- Location: Pushmataha County, Oklahoma
- Coordinates: 34°32′35″N 95°18′34″W﻿ / ﻿34.54306°N 95.30944°W
- Type: Reservoir
- Primary inflows: Peal Creek
- Basin countries: United States
- First flooded: 1935
- Surface area: 66 acres (0.27 km^{2})
- Water volume: 953 acre-feet (1,176,000 m^{3})
- Shore length^{1}: 2 miles (3.2 km)
- Surface elevation: 665 feet (203 m)
- Settlements: Clayton, Oklahoma

= Clayton Lake =

Reservoir in Oklahoma, United States

Clayton Lake is a small recreational lake in Pushmataha County, Oklahoma. It is located 5 miles south of Clayton, Oklahoma.

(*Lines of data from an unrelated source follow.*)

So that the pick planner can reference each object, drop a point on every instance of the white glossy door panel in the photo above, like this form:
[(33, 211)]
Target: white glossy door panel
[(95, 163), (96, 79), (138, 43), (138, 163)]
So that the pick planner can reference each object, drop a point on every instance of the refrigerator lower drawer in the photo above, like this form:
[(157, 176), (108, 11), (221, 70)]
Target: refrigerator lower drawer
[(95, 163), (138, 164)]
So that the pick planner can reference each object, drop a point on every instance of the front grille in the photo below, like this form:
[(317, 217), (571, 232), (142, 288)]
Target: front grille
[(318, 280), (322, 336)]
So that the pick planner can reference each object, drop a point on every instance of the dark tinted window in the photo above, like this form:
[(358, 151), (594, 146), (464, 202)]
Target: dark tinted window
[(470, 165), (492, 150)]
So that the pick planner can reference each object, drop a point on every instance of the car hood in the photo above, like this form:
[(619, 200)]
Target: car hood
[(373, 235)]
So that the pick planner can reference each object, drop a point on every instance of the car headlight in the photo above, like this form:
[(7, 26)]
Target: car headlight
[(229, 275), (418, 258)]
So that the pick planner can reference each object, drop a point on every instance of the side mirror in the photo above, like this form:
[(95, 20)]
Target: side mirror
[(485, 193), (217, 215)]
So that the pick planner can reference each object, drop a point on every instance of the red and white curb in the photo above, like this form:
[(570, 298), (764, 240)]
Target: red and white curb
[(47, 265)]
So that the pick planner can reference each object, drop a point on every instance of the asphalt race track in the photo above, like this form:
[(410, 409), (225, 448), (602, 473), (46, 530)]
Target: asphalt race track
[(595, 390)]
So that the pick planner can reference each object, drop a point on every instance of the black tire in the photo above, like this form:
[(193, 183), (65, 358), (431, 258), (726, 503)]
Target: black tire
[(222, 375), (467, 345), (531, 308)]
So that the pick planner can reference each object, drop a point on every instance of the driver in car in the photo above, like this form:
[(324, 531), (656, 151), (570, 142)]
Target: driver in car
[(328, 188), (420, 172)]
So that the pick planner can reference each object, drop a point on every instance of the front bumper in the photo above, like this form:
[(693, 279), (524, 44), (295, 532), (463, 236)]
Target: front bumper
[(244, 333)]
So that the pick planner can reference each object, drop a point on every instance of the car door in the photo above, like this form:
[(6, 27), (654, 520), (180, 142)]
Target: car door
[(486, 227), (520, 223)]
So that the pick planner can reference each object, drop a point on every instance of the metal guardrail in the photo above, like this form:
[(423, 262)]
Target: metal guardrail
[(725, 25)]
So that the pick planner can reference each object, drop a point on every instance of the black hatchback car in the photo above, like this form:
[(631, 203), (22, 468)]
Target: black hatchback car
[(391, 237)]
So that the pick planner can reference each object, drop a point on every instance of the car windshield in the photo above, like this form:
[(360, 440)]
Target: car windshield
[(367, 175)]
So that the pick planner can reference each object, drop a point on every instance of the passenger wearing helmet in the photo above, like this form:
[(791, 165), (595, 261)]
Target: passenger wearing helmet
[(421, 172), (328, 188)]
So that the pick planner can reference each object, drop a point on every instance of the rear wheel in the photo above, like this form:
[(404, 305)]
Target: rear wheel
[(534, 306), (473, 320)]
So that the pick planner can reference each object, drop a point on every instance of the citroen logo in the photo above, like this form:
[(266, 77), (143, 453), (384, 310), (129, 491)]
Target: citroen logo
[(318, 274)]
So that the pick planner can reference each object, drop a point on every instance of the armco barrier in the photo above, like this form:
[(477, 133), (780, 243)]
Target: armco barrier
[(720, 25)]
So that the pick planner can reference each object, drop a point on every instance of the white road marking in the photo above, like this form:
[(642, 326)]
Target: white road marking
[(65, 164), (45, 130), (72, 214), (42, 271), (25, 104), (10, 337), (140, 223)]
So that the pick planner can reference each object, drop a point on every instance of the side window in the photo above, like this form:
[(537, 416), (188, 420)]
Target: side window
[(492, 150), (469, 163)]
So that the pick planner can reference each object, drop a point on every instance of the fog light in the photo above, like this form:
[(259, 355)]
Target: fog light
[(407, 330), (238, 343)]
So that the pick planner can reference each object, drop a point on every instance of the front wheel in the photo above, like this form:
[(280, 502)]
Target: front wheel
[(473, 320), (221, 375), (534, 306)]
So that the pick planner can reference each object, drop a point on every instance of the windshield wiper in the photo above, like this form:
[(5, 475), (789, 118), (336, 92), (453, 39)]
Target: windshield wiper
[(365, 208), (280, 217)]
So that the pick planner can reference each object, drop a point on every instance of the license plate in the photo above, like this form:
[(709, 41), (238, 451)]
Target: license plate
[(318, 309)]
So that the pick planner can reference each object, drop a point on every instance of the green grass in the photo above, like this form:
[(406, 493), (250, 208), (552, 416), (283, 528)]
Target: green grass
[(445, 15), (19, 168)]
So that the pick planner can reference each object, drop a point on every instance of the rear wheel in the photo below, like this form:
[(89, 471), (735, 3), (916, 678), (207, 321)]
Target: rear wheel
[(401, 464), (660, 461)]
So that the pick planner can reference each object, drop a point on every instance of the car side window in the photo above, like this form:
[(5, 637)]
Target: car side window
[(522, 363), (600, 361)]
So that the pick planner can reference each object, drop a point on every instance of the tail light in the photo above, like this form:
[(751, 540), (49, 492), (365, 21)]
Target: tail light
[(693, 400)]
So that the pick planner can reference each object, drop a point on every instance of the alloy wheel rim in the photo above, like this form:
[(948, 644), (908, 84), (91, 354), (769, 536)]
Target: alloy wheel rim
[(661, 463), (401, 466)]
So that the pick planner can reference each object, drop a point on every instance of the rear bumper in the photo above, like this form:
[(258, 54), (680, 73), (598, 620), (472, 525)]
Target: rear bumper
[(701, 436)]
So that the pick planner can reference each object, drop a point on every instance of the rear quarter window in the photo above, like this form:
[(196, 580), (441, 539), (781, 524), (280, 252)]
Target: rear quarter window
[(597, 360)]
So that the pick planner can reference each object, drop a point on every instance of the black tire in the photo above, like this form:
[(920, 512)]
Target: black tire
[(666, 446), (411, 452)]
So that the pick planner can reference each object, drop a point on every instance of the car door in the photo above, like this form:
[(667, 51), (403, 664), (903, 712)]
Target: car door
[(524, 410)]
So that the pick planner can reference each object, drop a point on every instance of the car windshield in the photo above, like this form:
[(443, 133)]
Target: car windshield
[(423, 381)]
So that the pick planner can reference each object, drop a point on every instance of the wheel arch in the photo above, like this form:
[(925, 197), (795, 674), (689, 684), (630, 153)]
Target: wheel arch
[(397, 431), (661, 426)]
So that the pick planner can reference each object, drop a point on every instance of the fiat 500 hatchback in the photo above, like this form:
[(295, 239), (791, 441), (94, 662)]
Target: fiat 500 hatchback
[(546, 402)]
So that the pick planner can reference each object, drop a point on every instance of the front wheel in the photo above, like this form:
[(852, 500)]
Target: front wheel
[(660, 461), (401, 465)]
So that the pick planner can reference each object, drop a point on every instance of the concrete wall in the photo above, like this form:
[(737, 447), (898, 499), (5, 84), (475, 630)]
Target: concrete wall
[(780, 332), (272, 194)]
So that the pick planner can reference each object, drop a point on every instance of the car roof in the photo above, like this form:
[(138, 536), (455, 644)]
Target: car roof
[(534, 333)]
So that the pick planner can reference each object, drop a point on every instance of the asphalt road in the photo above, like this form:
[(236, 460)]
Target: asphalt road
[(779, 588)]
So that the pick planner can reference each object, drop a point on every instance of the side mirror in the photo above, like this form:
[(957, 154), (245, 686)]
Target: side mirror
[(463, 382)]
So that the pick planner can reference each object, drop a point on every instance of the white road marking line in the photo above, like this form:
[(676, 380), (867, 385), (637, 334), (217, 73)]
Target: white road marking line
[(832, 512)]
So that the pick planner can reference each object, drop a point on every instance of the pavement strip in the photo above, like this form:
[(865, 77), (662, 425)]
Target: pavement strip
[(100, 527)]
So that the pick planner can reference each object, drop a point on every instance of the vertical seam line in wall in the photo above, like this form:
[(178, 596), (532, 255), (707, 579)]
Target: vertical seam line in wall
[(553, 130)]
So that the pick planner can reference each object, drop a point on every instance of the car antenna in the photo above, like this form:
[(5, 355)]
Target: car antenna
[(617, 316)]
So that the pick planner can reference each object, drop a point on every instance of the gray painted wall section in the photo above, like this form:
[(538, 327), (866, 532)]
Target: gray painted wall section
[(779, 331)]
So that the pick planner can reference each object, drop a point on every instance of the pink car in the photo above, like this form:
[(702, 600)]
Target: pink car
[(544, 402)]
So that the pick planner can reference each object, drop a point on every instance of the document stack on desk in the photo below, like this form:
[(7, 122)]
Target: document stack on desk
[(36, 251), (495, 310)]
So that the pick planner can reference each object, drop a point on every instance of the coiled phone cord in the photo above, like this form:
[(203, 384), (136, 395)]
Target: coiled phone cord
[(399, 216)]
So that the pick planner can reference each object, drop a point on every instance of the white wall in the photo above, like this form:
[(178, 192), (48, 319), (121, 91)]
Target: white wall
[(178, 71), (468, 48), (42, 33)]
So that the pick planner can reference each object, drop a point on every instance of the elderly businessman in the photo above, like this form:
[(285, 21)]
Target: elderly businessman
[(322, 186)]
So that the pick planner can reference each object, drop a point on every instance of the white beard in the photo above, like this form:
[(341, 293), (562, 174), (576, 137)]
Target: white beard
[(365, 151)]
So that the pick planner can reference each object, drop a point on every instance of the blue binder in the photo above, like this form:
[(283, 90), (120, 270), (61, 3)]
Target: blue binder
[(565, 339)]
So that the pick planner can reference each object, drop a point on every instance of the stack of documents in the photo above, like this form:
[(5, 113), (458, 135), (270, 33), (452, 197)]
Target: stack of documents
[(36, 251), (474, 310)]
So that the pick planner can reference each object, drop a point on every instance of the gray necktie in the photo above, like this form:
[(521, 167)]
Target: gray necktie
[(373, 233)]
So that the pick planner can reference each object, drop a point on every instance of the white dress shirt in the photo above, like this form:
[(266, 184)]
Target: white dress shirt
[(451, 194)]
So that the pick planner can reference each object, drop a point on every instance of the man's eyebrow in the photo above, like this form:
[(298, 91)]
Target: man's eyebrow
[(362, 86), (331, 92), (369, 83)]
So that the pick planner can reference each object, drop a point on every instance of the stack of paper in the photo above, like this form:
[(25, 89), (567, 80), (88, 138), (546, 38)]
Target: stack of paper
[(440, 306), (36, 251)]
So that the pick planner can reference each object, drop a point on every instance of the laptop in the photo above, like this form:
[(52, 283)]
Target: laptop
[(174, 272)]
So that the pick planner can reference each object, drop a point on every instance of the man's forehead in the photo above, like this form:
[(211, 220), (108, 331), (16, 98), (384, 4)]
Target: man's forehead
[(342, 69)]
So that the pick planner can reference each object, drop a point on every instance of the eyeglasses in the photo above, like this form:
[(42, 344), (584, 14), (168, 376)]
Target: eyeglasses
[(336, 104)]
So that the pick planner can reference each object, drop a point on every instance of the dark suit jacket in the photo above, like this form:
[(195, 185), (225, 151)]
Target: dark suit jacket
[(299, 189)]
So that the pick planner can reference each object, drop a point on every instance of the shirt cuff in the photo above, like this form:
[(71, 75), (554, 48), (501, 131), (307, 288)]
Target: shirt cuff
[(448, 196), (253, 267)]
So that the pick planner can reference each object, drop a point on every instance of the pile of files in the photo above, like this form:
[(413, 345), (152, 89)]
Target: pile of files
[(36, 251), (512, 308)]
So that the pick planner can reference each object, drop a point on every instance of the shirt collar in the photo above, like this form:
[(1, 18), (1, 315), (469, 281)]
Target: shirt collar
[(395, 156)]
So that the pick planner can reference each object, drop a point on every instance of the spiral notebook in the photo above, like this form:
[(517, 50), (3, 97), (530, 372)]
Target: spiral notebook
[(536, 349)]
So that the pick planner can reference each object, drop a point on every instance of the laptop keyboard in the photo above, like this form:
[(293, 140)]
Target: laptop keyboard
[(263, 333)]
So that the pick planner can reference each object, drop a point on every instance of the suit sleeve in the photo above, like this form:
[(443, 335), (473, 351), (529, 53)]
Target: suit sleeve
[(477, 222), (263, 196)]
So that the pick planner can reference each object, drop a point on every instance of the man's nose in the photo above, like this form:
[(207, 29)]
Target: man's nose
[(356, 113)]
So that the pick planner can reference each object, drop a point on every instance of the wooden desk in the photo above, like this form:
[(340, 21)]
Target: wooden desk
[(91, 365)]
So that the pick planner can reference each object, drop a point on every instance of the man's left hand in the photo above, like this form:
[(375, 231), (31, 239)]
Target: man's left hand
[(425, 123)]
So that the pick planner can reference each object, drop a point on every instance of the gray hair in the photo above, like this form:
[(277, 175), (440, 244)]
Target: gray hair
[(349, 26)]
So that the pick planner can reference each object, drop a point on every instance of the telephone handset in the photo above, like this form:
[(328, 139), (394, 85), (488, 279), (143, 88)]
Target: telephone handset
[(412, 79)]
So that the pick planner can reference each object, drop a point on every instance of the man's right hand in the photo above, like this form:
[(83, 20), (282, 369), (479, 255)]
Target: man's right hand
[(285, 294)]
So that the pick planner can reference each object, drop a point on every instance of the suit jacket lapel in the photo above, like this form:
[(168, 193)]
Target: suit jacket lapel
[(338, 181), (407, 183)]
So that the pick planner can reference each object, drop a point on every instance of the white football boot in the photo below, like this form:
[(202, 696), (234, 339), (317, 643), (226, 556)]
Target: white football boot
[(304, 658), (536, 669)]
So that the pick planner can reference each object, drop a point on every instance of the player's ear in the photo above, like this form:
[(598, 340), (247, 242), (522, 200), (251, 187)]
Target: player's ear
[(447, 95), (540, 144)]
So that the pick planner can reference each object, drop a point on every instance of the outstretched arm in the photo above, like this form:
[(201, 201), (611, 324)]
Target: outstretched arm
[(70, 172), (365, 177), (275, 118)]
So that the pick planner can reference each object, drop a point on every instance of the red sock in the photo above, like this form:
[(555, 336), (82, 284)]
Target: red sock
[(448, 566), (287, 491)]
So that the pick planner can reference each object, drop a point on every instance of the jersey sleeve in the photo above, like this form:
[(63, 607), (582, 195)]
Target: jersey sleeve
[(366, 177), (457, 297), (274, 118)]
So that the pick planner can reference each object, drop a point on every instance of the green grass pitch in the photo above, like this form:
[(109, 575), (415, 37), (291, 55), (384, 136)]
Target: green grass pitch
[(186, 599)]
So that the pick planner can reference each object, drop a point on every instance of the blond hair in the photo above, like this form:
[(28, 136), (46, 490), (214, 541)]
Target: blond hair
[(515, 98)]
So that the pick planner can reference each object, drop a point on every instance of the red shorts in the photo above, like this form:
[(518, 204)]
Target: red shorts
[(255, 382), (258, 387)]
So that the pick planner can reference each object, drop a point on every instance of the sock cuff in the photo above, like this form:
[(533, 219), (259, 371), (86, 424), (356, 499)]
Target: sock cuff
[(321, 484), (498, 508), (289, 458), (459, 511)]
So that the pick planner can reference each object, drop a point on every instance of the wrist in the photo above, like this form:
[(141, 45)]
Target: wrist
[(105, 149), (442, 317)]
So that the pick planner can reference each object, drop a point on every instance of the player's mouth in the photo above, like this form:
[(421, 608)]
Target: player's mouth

The lake, which was built in 1935, impounds the waters of Peal Creek. It is operated as Clayton Lake State Park by the State of Oklahoma. The state park offers rental cabins, tent and RV campsites, picnic tables and shelters, comfort stations with showers, boat ramps, ADA accessible fishing dock, playground, hiking trails and swim beach. It is a popular fishing and camping spot due to its scenic location nestled among the Kiamichi Mountains, surrounded by pine tree forests.

Clayton Lake comprises 66 acre of area and 2 miles of shoreline. Normal pool elevation is 665 ft above sea level. Its normal holding capacity is 953 acre.ft.